No house will console me, no
White pine house,
No new sprung nubs, no scent of spring arriving, no golden drip
Of honey sting upon the lip, no beaded color burst of loving, no wildness, no to
everything,
Appalachia, your son returning. Open your doors,
Open the earth, open your doors. Build me a house of eyes.
ORISON FOR THE FOREST
Nothing
is what love looks like,
my physical heart
and all your means revealed to me, you are
the long green finger
pointing through the keyhole,
a hundred beetles gathered in a tree,
high tuft of cockscomb, snow on pine,
hex-heavy crown-green
over patch-thick trunks showing burnt sienna
on skin. Go to bed
I will come there soon,
the gamble oaks are moving
into higher ground. How much
are you of or belonging to the day?
How much do you belong to
the elk and elephant seals who await
raincloud dropping open, empty or
vanished by fire—
the brilliant-hued blue-sky eye-
shape pierced
by brushed triangular tips of oak learning sparsely upward,
branches drooped low in circular distich
yellowing-green thrummed—
your bones still heavy with the skin that left them.

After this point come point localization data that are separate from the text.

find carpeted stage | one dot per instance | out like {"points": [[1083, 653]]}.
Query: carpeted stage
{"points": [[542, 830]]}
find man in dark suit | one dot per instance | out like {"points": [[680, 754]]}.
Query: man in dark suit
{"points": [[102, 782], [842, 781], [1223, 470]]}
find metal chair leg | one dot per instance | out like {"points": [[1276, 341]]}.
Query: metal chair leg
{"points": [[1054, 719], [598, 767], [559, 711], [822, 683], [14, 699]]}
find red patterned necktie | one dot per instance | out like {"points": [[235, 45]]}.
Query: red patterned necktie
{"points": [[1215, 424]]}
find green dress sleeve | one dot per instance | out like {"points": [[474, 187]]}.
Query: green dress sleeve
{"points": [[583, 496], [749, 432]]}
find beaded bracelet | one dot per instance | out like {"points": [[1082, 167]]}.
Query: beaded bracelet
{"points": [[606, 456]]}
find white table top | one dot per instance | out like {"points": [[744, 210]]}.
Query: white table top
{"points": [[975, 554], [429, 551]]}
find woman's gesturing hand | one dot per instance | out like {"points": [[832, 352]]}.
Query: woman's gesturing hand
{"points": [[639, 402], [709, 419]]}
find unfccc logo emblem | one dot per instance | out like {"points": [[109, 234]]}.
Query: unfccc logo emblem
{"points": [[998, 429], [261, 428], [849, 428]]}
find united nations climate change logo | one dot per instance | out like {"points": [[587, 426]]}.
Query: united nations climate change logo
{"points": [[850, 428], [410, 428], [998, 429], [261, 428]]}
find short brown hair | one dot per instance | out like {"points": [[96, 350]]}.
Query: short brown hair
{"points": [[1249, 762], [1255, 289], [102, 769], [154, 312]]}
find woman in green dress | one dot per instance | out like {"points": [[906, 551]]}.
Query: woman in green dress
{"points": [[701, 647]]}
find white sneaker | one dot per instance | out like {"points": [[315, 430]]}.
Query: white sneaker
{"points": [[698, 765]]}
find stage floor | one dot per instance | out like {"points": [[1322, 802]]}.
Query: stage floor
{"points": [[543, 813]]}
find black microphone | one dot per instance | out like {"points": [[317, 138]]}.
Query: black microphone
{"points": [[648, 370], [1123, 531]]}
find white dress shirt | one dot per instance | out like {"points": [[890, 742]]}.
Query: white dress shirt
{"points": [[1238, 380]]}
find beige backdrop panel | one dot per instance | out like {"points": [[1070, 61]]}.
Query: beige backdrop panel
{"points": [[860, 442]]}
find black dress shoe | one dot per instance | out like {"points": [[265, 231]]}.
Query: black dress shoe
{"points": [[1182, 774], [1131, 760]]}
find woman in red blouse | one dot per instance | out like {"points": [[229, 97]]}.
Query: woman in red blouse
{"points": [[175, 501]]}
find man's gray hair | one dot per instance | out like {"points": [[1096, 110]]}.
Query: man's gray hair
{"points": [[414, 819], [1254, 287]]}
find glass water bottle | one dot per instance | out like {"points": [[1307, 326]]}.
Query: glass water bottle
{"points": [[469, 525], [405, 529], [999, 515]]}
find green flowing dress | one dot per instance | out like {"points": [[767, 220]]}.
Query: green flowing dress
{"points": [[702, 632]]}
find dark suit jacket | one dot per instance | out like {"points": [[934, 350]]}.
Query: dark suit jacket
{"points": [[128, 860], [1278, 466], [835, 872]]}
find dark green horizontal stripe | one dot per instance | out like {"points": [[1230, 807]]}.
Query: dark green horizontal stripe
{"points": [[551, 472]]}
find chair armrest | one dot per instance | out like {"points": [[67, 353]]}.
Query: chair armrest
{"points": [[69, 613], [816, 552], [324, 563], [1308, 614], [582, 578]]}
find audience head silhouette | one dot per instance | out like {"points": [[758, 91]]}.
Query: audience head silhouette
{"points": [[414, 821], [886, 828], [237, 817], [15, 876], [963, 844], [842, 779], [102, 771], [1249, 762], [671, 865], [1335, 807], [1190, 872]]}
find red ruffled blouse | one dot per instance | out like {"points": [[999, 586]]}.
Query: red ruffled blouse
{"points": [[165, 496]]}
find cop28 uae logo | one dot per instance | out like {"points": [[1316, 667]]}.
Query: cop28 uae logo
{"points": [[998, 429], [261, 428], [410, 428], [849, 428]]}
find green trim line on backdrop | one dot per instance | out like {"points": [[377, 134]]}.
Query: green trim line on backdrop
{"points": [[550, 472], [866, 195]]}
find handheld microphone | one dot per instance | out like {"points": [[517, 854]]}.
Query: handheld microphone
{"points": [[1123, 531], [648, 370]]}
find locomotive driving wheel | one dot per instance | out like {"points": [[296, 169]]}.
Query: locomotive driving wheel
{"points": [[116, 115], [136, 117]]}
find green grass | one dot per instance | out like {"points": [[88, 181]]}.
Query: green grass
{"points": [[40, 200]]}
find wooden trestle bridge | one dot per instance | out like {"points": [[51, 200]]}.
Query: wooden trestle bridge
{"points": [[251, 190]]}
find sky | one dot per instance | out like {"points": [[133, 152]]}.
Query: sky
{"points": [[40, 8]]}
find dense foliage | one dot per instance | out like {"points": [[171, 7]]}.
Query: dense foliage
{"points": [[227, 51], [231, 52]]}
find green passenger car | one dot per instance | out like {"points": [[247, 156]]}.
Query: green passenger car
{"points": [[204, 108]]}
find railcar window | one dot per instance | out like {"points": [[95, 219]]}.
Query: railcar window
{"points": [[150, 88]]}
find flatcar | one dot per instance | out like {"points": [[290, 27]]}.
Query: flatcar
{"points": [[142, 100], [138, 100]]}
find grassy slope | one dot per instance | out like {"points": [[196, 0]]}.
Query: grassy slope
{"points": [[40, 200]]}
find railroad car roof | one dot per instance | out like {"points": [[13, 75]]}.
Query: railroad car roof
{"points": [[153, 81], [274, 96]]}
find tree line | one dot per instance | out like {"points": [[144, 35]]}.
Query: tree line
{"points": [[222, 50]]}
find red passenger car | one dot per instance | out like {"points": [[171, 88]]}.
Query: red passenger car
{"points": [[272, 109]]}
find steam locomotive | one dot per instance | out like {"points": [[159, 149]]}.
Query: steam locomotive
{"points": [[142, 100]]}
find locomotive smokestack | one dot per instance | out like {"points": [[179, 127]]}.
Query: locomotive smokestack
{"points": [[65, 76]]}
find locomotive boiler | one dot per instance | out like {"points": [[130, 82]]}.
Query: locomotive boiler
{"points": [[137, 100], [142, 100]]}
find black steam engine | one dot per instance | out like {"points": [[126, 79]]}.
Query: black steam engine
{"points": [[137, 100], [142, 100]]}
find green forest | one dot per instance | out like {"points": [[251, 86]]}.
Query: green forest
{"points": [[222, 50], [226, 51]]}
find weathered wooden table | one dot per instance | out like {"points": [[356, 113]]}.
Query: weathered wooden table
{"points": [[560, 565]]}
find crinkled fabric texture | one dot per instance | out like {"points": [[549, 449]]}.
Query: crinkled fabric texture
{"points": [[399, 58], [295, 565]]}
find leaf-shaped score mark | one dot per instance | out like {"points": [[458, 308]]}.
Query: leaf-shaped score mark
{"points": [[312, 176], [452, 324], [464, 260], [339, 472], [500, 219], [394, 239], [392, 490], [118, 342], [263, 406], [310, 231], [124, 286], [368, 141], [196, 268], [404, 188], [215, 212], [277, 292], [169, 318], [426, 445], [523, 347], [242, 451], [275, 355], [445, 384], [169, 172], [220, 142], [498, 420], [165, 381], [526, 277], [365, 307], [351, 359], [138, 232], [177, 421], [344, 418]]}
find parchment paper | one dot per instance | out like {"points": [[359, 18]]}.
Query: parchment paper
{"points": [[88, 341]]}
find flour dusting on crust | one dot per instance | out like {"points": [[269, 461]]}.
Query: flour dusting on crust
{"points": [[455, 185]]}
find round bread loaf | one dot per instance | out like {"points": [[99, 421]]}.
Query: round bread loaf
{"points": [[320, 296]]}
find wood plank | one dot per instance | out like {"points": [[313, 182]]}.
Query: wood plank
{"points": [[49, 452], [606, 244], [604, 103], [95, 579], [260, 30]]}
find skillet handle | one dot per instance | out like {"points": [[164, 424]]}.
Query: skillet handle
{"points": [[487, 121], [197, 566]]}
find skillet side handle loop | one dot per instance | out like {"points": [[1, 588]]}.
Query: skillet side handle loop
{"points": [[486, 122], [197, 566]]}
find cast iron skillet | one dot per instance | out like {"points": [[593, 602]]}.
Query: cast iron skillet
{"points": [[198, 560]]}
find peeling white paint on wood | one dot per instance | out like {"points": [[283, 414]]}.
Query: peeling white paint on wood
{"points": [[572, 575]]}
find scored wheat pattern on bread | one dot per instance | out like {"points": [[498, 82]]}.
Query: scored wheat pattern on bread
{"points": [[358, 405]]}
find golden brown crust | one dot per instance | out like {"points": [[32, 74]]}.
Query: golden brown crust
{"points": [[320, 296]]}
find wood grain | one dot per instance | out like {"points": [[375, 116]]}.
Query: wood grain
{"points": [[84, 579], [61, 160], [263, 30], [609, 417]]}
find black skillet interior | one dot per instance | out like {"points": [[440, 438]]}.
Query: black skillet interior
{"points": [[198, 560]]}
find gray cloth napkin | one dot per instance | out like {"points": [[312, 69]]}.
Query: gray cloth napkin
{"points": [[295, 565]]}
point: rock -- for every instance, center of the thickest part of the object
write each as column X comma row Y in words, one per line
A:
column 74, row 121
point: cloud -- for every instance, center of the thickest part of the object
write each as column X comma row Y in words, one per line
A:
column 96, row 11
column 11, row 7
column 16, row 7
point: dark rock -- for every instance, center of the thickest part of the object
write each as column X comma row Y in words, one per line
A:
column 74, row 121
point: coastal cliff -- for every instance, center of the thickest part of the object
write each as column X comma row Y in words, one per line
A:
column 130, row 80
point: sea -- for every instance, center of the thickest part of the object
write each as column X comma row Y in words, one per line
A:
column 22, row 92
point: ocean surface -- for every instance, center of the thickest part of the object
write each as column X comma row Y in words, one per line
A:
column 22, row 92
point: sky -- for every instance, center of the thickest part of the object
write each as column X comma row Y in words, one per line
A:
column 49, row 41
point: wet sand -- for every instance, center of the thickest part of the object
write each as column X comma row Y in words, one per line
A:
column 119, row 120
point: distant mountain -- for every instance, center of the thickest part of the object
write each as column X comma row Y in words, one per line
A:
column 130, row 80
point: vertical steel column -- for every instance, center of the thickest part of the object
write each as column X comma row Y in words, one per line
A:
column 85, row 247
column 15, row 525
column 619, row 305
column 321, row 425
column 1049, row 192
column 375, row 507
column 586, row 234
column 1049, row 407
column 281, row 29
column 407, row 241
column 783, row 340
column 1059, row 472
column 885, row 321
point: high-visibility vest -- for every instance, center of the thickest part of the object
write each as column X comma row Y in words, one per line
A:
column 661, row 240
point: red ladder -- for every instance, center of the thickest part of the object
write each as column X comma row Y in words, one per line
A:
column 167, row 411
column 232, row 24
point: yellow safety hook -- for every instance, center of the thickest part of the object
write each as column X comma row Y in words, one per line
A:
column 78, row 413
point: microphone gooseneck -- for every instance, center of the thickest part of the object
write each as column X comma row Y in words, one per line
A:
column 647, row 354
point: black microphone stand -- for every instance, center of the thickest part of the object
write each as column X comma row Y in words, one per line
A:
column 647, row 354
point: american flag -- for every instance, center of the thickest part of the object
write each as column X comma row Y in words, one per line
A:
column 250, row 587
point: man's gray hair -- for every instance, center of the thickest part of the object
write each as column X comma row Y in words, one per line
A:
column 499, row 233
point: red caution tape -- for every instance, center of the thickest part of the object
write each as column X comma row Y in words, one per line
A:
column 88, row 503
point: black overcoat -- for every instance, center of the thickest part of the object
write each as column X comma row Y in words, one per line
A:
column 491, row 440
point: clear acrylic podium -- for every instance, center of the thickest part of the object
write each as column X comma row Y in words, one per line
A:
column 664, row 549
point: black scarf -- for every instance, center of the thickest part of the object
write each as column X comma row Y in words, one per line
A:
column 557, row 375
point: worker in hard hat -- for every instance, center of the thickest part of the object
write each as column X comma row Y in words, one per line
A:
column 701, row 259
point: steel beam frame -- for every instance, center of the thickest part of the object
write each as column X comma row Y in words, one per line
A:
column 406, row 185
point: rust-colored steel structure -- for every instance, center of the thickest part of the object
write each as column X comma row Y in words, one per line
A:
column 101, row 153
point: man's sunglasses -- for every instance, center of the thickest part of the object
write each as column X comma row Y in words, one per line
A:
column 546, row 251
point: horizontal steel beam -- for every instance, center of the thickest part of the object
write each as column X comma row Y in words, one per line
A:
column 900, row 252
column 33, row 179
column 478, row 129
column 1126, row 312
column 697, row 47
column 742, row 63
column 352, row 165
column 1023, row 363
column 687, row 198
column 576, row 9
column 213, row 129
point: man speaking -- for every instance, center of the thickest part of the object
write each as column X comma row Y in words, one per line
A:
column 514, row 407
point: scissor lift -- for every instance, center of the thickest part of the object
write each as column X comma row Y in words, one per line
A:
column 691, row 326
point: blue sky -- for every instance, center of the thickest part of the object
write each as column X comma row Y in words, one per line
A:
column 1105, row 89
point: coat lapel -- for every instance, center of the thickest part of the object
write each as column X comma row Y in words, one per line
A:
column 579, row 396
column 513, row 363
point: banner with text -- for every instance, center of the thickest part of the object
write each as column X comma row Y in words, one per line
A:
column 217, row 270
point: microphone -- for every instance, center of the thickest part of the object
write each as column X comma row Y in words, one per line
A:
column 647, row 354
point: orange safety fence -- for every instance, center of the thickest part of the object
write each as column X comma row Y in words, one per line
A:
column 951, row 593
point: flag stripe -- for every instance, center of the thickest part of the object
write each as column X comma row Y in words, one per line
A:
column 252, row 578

Your escapade simple, rare and naked
before science discovered its method,
before you were reckless or real,
in a beyond of color,
the smell of damp dirt leaching furze and minerals, rill
melt sending its chill rinsing, over
a young tree
still broken and fallen—and how much
can a white chrysanthemum bound to the ankle with wire
be the term for the leap
or your point of view equal in authenticity
to the yellow flowers that stain the hem
or directions to the place without human history,
the disappearing act of virgins and sylphs
where calidity plunges to icy sharpness,
the virga trail telling the story repeatedly
or, what words would you speak to the animal in the wild
who cannot heal you of your indecision,
once invisible now vitrified
voles and miles of fungal treads.
I imagine you untouched.
Bright burst of carrion in tumult,
diurnal losses—
metness of time in smallest units, metness
of time for highest language, for the longest blizzard, for how long
I won’t go
until no further, no sooner can
sky changing cast,
fading under flat hazy cloud-shapes like so many deer leaping,
sky as the thinnest flake of burnt skin
sky as thin acrid smoke spilling embroidery upon the nightscape
sky as thick drugget envelope like a dogskin
which fails to open or contain
the distinctive smell that arises just after rain,
serein almost extinct like
the bowl once filled with lemons, their
sulphurous dark bite on the tongue.
Renounce the spoilt view, shorn and porous
of eyelid,
renounce trees, renounce
penthos, sombra, toches,
salamanders black and vicious
sharp line of yellow oak cast out into the sky
river otter, pigeon rattle, brown pelican
making rough collection of every hue
warm streak of yellow
purple nimble
moon. Love it because it is
frothing, its paradox
love, its implication of slender figure, how much
it must be present, urgently, on its knees and prostrate praying.
The next day
I returned to see the forest and it was gone.